Taxonomic composition of zooplankton for 30 samples with 19 taxonomic groups. The bar heights are indicated proportion (percentage of reads) of each taxonomic group. Figures were produced using R (v4.0.3, https://www.R-project.org).

The temporal distribution patterns of “common” zooplankton were indicated in a heatmap (Fig. 4; Table S6). Copepod species remained the most dominant with 24 taxa from 64 zooplankton taxa (Fig. S8) followed by Cirripedia with 10 species. Chthamalus challengeri (Cirripedia) (mean of abundance [MA]: 2.2; the number of samples in which this species existed [NS]: 27) appeared dominantly throughout the sampling periods and Perforatus perforatus (MA: 2.0, NS: 28) and Balanus trigonus (MA: 1.3, NS: 17) followed. Seven species of Echinodermata were identified. Ophiuroglypha kinbergi was found in most samples (MA: 1.5, NS: 24) and Schizaster doederleini (MA: 0.7, NS: 12) existed only in 12 samples between July and October with high average abundance. Six molluscan taxa were identified of which Mitrella bicincta (MA: 0.7, NS: 14) was the most dominant in winter. Four Mollusca taxa (Magallana gigas, Reishia clavigera, Ostrea circumpicta, and Crepidula sp.) were more prevalent in summer than in winter. The Mollusca species Lirularia iridescens was found only once on May 22. There are 4 taxa in Malacostraca. Euphausia pacifica (MA: 0.9, NS: 18) was the most prevalent and appeared mainly in winter, while Belzebub intermedius was found mainly between August and October (MA: 0.5, NS: 8). Three species of Branchiopoda were identified. Evadne nordmanni (MA: 1.1, NS: 15) and Podon leuckartii (MA: 0.6, NS: 15) appeared mainly between January and May, while Pleopis polyphemoides (MA: 0.5, NS: 7) appeared relatively briefly, emerging between May and August. The remaining taxa also showed different distribution patterns along the sampling period. For data on all 64 “common” zooplankton species (Table S6).

Figure 4
figure 4

Heatmap of 64 “common” zooplankton taxa. Each read count is transformed log10(abundance + 1). The colors indicate relative abundance from high (purple) to low (white), and gray is 0. Figures were produced using R (v4.0.3, https://www.R-project.org).

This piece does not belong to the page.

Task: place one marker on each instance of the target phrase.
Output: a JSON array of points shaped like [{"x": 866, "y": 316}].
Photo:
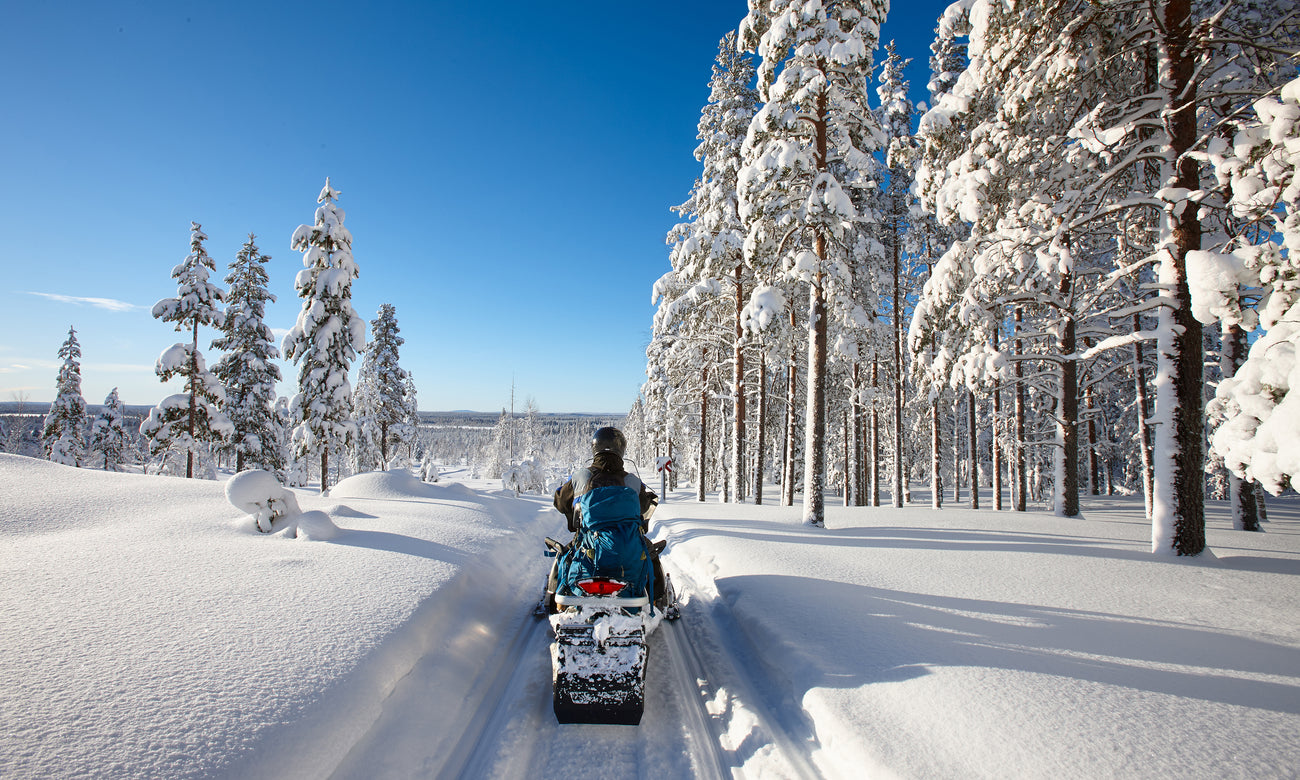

Copepods were the most prevalent and abundant group in our samples. They consisted of five orders (Calanoida, Cyclopoida, Harpacticoida, Monstrilloida, and Poecilostomatoida) and their temporal distributions were visualized in a heatmap (Fig. 5). With 72 taxa (68 species, 2 genera, 2 families), Calanoida (54 species) showed the most common order followed by Harpacticoida (7 species), Cyclopoida (4 species), Poecilostomatoida (3 species), and Monstrilloida (1 species). The most prevailing species (that which appeared in most samples) was Acartia omorii (MA: 2.7, NS: 28) followed by Centropages abdominalis (MA: 1.6, NS: 25). Each of the others showed various temporal distribution patterns (Fig. 5; Table S7).

Figure 5
figure 5

Heatmap of subclass Copepoda. Each read count is transformed log10(abundance + 1). The colors indicate relative abundance from high (purple) to low (white), and gray is 0. Figures were produced using R (v4.0.3, https://www.R-project.org).

Seasonal differences in zooplankton communities

Clustering analysis was performed to investigate community structure changes over time (Fig. 6). Non-metric multidimensional scaling (NMDS) analysis [log10(x + 1) transformation, Bray–Curtis] of the “total” zooplankton was broadly divided into four main groups (dissimilarity cutoff 0.68) and three single-clustered samples (YD42, YD44, and YD54) (Fig. 6a, c). The four main groups were roughly divided temporally into the “spring” group (G1) (February 13 to May 22), “summer” group (G2) (June 5 to July 31), “late summer-autumn” group (G3) (August 14 to November 6), and “winter” group (G4) (December 18 to February 26) (ANOSIM significance = 0.001, R = 0.9221).

Figure 6
figure 6

Results of the clustering analysis. Cluster dendrogram of (a) “total” zooplankton and (b) “common” zooplankton. NMDS plot of (c) “total” zooplankton and (d) “common” zooplankton. The colors of cluster dendrograms and the NMDS plot indicate the seasonally divided groups. Black indicates a single cluster with the minimum dissimilarity cutoff (“total” species: 0.68, “common” species: 0.56). Figures were produced using R (v4.0.3, https://www.R-project.org).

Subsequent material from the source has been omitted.